Old Calton Burial Ground, Princes Street

XVII.	Old Calton Burial Ground

Ensconced behind a ferned wall, moss clad
and lichen laden, lie this city’s ancestors.
Tombs, mausoleums, marble headstones,
monuments in granite obelisk, all stand –
or slump – in terminal decline. They tilt
and lean, bereft of those who grieved them.
No solemn mourners now, they’ve been forgotten.

Slaters, snails and sparrows know this space,
they hear the London train arrive at Waverley below
and hop in time with jackhammers and drills,
some scaffolding erected, heritage protected,
a never-ending race for maintenance,
a game to keep the past from crumbling.

We cannot halt our own demise, God knows
we try, and thus consign our legacy
to that which lasts: the permanence of stone.

In place of kin, it’s down to me to read engravings,
re-invent these peoples’ lives,
embellish what the dedications say.

Watson was a goldsmith, to which I add,
a dandy with pomaded hair. Dougall,
a cabinet maker, his penchant was
choux buns. And Raeburn, a perfumer,
died sixteen years before the ghastly
Burke and Hare might filch him from his sepulchre.

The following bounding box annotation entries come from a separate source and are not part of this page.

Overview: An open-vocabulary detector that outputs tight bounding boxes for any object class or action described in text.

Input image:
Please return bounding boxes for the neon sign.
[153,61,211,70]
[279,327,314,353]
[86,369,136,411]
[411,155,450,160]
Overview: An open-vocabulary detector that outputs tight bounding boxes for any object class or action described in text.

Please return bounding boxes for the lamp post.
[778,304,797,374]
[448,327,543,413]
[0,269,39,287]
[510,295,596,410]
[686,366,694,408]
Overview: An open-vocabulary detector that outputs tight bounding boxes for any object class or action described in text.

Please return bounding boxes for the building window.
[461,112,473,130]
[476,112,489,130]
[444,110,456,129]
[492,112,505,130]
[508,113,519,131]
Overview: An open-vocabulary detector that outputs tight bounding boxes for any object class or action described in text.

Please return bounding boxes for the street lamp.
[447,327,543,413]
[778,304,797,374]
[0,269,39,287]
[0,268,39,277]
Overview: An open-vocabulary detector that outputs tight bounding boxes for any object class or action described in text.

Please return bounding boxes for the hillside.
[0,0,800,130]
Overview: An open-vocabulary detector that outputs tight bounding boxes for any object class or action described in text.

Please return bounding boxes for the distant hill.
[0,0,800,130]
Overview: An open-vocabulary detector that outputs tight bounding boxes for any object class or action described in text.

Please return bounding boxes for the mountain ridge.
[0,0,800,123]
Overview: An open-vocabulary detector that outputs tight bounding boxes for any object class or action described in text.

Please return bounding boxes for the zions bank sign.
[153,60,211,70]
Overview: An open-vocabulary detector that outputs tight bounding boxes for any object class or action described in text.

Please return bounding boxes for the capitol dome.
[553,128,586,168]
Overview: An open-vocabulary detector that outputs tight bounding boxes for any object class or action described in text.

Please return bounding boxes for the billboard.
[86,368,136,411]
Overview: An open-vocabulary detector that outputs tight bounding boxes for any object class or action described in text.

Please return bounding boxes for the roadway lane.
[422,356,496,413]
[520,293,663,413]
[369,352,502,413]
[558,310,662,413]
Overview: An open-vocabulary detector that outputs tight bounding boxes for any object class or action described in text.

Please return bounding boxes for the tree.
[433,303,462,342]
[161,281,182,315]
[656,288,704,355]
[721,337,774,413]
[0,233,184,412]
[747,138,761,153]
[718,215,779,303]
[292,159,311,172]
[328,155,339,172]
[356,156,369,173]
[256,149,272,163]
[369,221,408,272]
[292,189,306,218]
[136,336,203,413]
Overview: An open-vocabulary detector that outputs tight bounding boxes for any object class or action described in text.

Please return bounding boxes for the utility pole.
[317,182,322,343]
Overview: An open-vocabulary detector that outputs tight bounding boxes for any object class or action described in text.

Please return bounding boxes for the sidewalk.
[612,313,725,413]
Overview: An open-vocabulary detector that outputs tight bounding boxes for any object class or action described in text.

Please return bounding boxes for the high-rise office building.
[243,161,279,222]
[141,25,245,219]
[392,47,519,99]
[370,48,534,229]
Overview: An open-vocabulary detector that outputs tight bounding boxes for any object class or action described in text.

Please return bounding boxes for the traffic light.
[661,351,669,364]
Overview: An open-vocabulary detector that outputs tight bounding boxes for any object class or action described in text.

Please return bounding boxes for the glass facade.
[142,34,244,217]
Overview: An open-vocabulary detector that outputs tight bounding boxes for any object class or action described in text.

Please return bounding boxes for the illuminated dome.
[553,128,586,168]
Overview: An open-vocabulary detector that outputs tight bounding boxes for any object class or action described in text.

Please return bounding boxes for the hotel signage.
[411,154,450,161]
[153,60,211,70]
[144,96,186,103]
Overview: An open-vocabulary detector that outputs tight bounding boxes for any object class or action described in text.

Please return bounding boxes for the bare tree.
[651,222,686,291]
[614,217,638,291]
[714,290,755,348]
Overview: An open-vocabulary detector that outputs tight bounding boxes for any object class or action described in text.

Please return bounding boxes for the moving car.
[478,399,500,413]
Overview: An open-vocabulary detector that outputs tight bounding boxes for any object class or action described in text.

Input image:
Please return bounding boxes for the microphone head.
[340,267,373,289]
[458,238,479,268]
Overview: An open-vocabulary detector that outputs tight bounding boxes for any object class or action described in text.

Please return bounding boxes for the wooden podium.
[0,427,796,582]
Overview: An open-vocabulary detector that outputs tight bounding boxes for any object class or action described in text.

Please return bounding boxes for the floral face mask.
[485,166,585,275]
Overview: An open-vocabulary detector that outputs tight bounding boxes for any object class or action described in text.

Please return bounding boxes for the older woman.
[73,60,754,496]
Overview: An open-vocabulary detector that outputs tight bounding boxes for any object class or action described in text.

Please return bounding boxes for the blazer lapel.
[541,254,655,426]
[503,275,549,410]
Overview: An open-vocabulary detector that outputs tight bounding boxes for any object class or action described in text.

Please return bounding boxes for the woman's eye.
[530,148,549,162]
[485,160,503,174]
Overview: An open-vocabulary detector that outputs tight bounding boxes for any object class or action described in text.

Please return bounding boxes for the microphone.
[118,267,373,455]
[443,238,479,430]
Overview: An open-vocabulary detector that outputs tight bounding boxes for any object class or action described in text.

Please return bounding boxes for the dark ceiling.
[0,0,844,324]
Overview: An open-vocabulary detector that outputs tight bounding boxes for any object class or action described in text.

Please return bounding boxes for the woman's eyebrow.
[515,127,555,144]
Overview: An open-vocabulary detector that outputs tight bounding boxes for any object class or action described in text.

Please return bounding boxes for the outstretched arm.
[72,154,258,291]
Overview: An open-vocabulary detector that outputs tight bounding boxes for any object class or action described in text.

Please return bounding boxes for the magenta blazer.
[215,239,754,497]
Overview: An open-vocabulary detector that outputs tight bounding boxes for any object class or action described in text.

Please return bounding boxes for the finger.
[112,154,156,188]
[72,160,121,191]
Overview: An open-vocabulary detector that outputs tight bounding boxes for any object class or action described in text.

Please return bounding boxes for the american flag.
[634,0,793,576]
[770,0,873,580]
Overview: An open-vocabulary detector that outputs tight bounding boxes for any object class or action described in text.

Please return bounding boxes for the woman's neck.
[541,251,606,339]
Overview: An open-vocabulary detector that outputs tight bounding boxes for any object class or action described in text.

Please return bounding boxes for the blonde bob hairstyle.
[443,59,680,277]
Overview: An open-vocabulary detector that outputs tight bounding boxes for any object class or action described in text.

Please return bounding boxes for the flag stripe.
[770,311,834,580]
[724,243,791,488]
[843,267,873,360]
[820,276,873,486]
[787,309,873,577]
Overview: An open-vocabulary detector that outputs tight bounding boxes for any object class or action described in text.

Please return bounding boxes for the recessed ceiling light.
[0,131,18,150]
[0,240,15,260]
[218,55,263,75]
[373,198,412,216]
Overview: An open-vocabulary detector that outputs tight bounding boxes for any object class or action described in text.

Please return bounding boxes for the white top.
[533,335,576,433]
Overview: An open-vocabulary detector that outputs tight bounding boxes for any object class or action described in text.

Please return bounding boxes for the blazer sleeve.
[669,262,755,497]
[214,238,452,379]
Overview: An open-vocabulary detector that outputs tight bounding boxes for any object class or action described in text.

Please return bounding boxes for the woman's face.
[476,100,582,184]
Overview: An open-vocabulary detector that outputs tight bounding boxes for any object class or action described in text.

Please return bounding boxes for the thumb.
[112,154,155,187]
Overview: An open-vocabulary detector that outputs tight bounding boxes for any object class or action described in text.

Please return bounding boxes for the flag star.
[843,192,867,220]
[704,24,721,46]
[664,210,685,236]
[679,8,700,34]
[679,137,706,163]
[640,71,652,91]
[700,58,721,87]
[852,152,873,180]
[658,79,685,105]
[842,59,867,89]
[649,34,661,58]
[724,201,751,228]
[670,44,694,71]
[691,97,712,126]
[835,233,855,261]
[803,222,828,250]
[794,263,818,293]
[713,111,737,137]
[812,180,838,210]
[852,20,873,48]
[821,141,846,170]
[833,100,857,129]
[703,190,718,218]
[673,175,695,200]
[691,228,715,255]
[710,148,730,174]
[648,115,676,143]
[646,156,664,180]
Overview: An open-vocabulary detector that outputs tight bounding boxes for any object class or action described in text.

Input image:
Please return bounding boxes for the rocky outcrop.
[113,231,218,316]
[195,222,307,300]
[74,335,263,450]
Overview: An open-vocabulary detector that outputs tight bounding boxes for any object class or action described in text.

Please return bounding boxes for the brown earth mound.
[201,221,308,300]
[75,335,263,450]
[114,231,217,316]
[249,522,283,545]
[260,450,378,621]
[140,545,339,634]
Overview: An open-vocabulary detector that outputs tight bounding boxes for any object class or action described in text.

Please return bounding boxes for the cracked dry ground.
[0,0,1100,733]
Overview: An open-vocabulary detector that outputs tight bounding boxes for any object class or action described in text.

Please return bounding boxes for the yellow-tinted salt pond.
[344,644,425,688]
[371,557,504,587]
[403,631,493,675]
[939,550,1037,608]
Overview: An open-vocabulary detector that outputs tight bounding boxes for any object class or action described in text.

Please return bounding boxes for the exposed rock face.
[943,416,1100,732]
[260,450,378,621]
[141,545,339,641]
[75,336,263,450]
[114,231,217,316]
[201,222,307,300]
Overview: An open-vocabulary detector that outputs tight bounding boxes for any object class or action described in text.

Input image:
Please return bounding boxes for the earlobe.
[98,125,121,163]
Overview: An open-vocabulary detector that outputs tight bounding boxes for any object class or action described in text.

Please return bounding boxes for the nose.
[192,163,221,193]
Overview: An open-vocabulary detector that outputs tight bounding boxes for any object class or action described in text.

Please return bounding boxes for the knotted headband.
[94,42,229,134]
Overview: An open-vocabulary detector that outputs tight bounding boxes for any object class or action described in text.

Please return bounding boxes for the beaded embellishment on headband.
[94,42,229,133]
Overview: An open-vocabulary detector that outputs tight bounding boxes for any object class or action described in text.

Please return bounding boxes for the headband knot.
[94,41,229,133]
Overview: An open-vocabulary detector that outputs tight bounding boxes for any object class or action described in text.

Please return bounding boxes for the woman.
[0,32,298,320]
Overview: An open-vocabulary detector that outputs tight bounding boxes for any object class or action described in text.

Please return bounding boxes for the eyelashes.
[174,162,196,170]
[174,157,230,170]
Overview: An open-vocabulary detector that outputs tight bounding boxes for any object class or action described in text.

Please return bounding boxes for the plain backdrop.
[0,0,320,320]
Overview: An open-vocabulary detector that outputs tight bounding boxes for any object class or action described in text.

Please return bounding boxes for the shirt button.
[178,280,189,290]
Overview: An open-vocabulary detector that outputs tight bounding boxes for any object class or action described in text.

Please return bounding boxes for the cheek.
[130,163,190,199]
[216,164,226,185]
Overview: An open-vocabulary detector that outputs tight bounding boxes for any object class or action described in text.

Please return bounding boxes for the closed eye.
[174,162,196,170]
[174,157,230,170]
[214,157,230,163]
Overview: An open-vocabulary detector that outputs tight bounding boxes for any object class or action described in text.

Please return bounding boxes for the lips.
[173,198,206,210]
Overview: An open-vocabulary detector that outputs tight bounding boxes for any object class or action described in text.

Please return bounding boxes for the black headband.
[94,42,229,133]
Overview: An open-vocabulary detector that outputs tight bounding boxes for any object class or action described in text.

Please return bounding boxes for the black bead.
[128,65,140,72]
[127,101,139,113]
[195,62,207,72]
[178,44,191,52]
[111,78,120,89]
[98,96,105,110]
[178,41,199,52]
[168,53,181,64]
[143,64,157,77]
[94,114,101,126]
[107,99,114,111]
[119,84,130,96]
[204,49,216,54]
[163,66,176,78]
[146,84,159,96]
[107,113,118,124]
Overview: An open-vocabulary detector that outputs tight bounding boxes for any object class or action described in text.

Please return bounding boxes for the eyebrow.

The brothers Playfair, polymaths,
could turn their hand to anything,
but like the other famous men who rest here,
I’ll walk on by their tomb, commune with those
whose lives have leached,
their chronicles neglected.

Woods was an actor, prone to drink, to over-think.
Hamilton, a builder, in love with watercolours.
And Dickson, a wholesale stationer who fancied
crofting in the Borders, chickens in the yard.

I’m heartened lavender’s been planted for
George Lindsay, if not, his posy is but
nettles, bits of branches, feathers, broken
bottles, cans and glistening slug trails.

Lightly falls the rain from clouds that churn and
ripple – the beauty of Italian marbled sky.
Wet stone’s easier to read, and I pick out
Matilda Meryick’s name: 1798, 14 months.
This place is full of young souls plucked and
faded early from the earth.

Leaning on a railing,
I wait for him to slink in. Surely here
he’ll show. No.

I am serene and undisturbed,
save for the cry of roosting crows.

XVIII.	Princes Street

As city centres go, this one’s a movie star.
Outside the National Records Office
bagpipes and drum beat tunes together,
a tall man introduces passers-by to Jesus,
a red flag waver implores blue collars
to rise up, the Apple store yells, ‘this way
to the future,’ while the Balmoral turns
her face away.

She’s decorous, this great-aunt city,
and secret-keeping, amid Gothic towers,
tiered streets, darkened entries.

Willows spill leaves
onto Waverley Gardens. Flowers
wilt: stoic geraniums, yearning cosmos,
wistful roses dropping petals.
Only the begonias bedecking the
Ross Fountain show any heart for autumn.
Shoots of water toss artistic arcs to catch
the light in psychedelic works of art.

More earth bound is the Great War monument,
forever fallen into winter, arrayed
with robes of rosemary, copper domed
in acer, crowned with holly; evergreen
and ever gone.

Extract from Edinburgh, A Long Poem

by Eimear Bush (September–October 2020)

One thought on “Old Calton Burial Ground, Princes Street

  1. Well that description of an old cemetery is just wonderful! While in London with grandchildren at Easter half term we went to Brompton Cemetery and it was all of those things. And the peace was tangible, the reflections on lives departed as we ambled along the paths through the greenery. And mostly men were remembered on the headstones. Good and worthy women gone too, we know.